Evoke aligned with Entain in its stark warnings to the UK Government over widely predicted tax hikes on the gambling industry.
Updating investors during the company’s H2 earnings call, Chief Financial Officer Sean Wilkins urged the Government to be vigilant over what happened in the Netherlands, where significant tax rises led to the surging of the black market.
As the economic strain on the Government intensifies, the Chancellor and the Government will elevate efforts to find cash during the upcoming budget and according to Wilkins, the gaming industry is viewed ‘as a reasonably easy target’.
However, he warned the Government, as has been the case in the Netherlands, increased tax rates on the gambling industry don’t always lead to growth of tax take.
Wilkins stated: “We want to see a balanced approach from the government to get more cash, but also to ensure the protection of an industry we should be proud of.
“Increased tax beyond a certain point we know leads to black market growth, which leads to less tax take and zero player protection and is completely against the objectives of the Government. This is not speculation, this is evidenced in the Netherlands.”
It comes after warnings yesterday from Rob Wood, the Chief Financial Officer of Entain, who underpinned the organic growth of the industry and subsequently its tax offering.
“Our sector contributes around £4bn every year to the Treasury in the UK, employing over 100,000 people. When you look at Entain, we pay over half a billion pounds to the UK Treasury every single year. That makes us one of the top 20 taxpayers in the country. What’s great all around is that the amount of money is growing, so just through industry growth and a thriving sector, tax take is growing.”
He warned against the UK Government moving to ‘a draconian regime’ like in the Netherlands, which is now facing a major issue in tackling black market engagement.
There were also warnings from Wood over the unintended consequences of any tax rises, with operators being forced to mitigate against the tougher regulatory climate.
“The obvious way to mitigate, which we would do whichever tax goes up because we’re one business in the UK, is through consumers. So the odds get worse, the promotions get worse, generosity gets worse, and the consequence of that is black market operators, who don’t pay any tax or have any player protection, pick up customers.
“From the outside, it’s very clear that the losers are the Treasury, the losers are the operators, also sport, because we also have to mitigate through marketing revenues – things like sponsorships go down – employment suffers, so really the only winners are the black market operators. The reassuring thing is we do think that the Treasury knows that and understands that’s true.”

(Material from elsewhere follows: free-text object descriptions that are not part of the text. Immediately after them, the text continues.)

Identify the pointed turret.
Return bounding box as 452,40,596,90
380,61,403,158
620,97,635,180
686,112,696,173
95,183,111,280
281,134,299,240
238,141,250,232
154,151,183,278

A focus on the high street
evoke also underpinned an investment in the high street, as the group looks to boost its UK retail output. Fuelled by William Hill, the group is optimistic about returning to growth.
As part of this strategy, the group detailed significant investments with the rollout of 5,000 new gaming machines in Q2, helping return the betting shop business to growth at the end of H1.
Per Widerström, evoke CEO, stated:”While we have made strong progress in gaming, we acknowledge that our sports performance has lagged slightly.
“This is primarily due to historical underinvestment in our self-service betting terminals (SSBTs), where the user experience has not kept pace with market standards.
“In H2, we are investing to address this through terminal upgrades, improved UX, and increased SSBT density in key locations. Combined with enhancements in pricing, promotions, and in-store experience, we believe this will strengthen our competitive position.”